BANTUL – Polda Daerah Istimewa Yogyakarta (DIY) menetapkan tiga orang sebagai tersangka dalam kasus gangguan dan pembubaran kegiatan ibadah jemaat Gereja Misi Sejahtera (GMS) di Sewon, Bantul, yang terjadi pada 24 Mei 2026.
Ketiga tersangka masing-masing berinisial D (47), BS (54), dan AH (55). Penetapan tersangka dilakukan setelah penyidik Direktorat Reserse Kriminal Umum (Ditreskrimum) Polda DIY menaikkan penanganan perkara ke tahap penyidikan.
Dalam proses penyidikan, polisi telah memeriksa 32 saksi untuk mendalami rangkaian kejadian serta mengumpulkan alat bukti.
Ketiga tersangka dijerat dugaan tindak pidana terhadap kehidupan beragama atau kepercayaan dan sarana ibadah sebagaimana Pasal 303 ayat (3) atau Pasal 303 ayat (2) Undang-Undang Nomor 1 Tahun 2023 tentang KUHP juncto Pasal 20 huruf c UU Nomor 1 Tahun 2023 tentang KUHP.

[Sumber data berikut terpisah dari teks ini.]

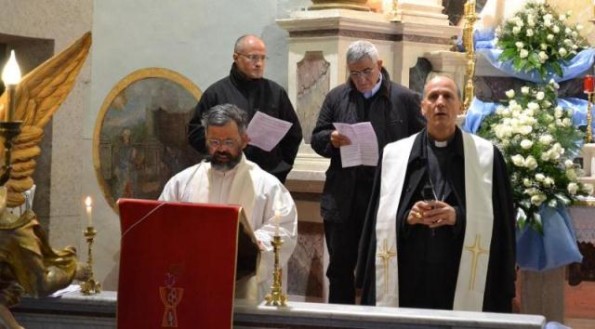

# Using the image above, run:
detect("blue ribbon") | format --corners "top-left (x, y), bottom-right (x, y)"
top-left (477, 48), bottom-right (595, 83)
top-left (516, 206), bottom-right (583, 271)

Kabidhumas Polda DIY Kombes Pol Ihsan mengatakan penyidik telah mengirimkan surat panggilan kepada ketiga tersangka.
“Kami mengharapkan para tersangka dapat bersikap kooperatif dengan memenuhi panggilan penyidik dan menjalani proses hukum yang saat ini sedang berjalan,” ujar Ihsan.